How Can Students Sitting the Test on Different Days Be Assessed Fairly?
― The Role of Equating and Standardisation in Large-Scale Exams
May 06 2025

One common concern among parents is how students who sit different versions of a test—sometimes even on different days—can be compared fairly. This question has gained particular attention since the NSW Opportunity Class (OC) and Selective High School Placement Tests moved to a computer-based format.
This article outlines how test-score adjustment (equating) and standardisation are applied in large-scale assessments worldwide.
Please note that the NSW Department of Education (DoE) has not publicly released the exact methods used in the OC or Selective exams. The explanations that follow therefore describe generally accepted practices, along with their strengths and limitations.
If you skim the opening and it still feels confusing, please don’t worry—this piece is meant as light, background reading, not a technical manual.
1. Why Use Multiple Test Versions?
In very large cohorts it is rarely practical—nor secure—for every candidate to sit precisely the same paper at the same time. Computer-based delivery therefore often employs multiple versions spread across several sittings. The main reasons are:
- Stronger security – reduces the risk of item exposure and allows for legitimate re-sits.
- Operational flexibility – schools and centres can book sessions that suit local timetables.
- Fairness – score-adjustment methods allow results from different versions to be compared on the same scale.
2. What Are Equating and Standardisation?
◼️ EQUATING (TEST-SCORE ADJUSTMENT)
Purpose – to neutralise difficulty differences between versions.
Process – each test form (e.g. Form A and Form B) contains anchor items that appear in both forms.
Suppose candidates average 80 % correct on the anchors in Form A but 70 % in Form B. Form B is deemed harder. Consequently, a candidate with 27 correct in Form B may be equated to a candidate with 30 correct in Form A.
Example ● Mohan (Form A): 30 raw correct answers. ● Wang (Form B): 28 raw correct. ● After equating, Wang’s 28 equates to 30 on the Form A scale, as Form B was harder. |
▶ Simple Explanation
Mohan’s version of the test (Form A) turns out to be a bit easier.

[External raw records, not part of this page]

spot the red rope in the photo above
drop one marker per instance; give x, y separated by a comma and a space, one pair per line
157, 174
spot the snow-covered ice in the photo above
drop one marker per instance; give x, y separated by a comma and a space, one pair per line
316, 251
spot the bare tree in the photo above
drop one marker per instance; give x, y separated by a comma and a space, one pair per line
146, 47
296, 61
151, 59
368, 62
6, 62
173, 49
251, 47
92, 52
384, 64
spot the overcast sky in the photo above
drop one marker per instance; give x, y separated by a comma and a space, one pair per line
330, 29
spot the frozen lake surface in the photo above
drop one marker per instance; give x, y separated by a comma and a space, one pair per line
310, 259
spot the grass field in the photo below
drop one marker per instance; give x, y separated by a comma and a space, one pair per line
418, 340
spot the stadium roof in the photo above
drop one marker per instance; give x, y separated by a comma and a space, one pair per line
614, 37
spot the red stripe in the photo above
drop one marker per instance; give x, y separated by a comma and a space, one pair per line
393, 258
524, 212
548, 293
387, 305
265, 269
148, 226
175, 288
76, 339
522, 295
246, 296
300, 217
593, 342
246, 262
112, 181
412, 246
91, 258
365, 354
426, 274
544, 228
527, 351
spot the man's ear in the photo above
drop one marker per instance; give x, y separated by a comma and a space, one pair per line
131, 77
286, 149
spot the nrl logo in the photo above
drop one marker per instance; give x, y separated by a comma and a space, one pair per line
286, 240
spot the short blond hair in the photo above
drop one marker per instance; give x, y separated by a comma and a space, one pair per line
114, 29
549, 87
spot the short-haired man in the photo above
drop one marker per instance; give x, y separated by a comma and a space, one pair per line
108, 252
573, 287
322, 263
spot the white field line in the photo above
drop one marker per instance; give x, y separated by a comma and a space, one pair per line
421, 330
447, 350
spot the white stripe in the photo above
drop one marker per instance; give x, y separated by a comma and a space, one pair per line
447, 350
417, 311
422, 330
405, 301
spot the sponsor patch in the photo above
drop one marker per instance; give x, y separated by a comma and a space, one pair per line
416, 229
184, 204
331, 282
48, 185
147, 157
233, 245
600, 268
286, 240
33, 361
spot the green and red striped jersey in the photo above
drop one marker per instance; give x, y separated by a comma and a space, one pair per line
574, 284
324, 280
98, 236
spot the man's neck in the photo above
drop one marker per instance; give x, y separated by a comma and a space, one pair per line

He answers 30 questions correctly.
Wang’s version (Form B) is trickier, so even though he works hard he manages 28 correct answers.
Think of it like basketball hoops: Mohan is shooting at a hoop 2 metres high, while Wang has to aim for one 2.5 metres off the ground. Because Wang’s hoop is higher, the umpire decides he deserves a little bonus for every shot he sinks. After the adjustment, Wang’s raw score of 28 is lifted by 2 bonus points, making his equated score 30—now both friends are level. That whole balancing act is what exam experts call equating.
◼️ STANDARDISATION
Purpose – to place the adjusted scores on a common reporting scale so candidates can see where they stand within the whole cohort.

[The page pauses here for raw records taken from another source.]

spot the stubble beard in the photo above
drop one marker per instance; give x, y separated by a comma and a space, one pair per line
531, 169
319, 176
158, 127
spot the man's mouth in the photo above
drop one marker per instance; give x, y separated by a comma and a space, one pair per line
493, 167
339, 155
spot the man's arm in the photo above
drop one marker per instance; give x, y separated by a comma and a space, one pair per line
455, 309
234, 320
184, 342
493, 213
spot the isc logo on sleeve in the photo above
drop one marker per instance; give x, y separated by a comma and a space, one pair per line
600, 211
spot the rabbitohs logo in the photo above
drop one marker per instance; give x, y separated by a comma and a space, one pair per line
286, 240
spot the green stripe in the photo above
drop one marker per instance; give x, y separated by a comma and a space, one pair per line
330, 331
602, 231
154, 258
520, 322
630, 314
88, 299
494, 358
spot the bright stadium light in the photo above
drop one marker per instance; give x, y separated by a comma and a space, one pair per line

Process – the equated scores are fitted to a standard-score distribution with a mean of 60 and a standard deviation of 12. These standard scores are then converted to a 0–100 reporting scale for publication.
Continuing the Example ● Both Mohan and Wang now have an equated mark of 30. ● If the overall mean is 28 and the standard deviation is 4: ● Standard score = 60 + ((30 – 28) ⁄ 4) × 12 = 66. ● That standard score might then be mapped to a public score of 82 / 100. |
▶ Simple Explanation
Next, the exam team wants to show where Mohan and Wang sit among all the students who took the test. To do that, they convert everyone’s equated scores to a common scale with an average (mean) of 60 and a spread (standard deviation) of 12. It’s a bit like turning centimetres into star points so the numbers are easy to read at a glance.
Suppose the overall mean for the cohort is 28 and the standard deviation is 4. Because Mohan and Wang have equated marks of 30, which is two points above the mean, they each receive a standard score:
Standard score = 60 + (30 – 28) ÷ 4 × 12 = 66
To make reports even clearer, that standard score of 66 is finally re-labelled on a 0–100 scale, ending up at about 82/100.
That’s all equating and standardisation really do—one adds the right bonus, the other uses a common measuring stick—so no matter which day you sat the test, your result means the same thing.
3. Where Is This Method Used?
Equating and standardisation are routine features of many international tests, including:
- SAT (USA university entrance) – each sitting has a different form; equating ensures, for example, that 540 means the same whichever month it is earned.
- ACT (USA college readiness) – anchor items and psychometric modelling equate multiple forms.
- NAPLAN Online (Australia) – an adaptive design selects questions dynamically; scores are subsequently adjusted so all test pathways share a common scale.
4. Advantages
- Comparable scores – candidates are judged on the same metric even if they answered different questions.
- Flexible scheduling – tests can run over multiple days and still remain comparable.
- Better security – limits the impact of leaked content or pre-knowledge of questions.
5. Limitations
- Standard error of measurement – every mark carries ±2–3 points of statistical noise.
- Fine-cut selection pressure – in rank-order systems with fixed places even small equating variations can influence outcomes near the cut-off.
- Higher complexity and cost – designing, trialling and analysing multiple forms demands more psychometric expertise and resources.
6. Take – Home Message
Equating and standardisation are internationally accepted tools for keeping large-scale testing as practicable when multiple versions are used. They do not remove all uncertainty, but they greatly reduce any systematic advantage tied to sitting a particular form.
Because NSW DoE has not disclosed its precise scoring model, the information here is descriptive, not prescriptive. When you interpret any score, remember that all testing carries a margin of error, and the bigger picture of a student’s learning journey matters more than a single number.
🔸 Disclaimer
This article offers a brief, general overview of equating and standardisation. The actual procedures used by NSW DoE (or any other agency) may differ.
For authoritative advice, consult official sources or a qualified measurement specialist. The author accepts no legal responsibility for actions taken solely
on the basis of this information.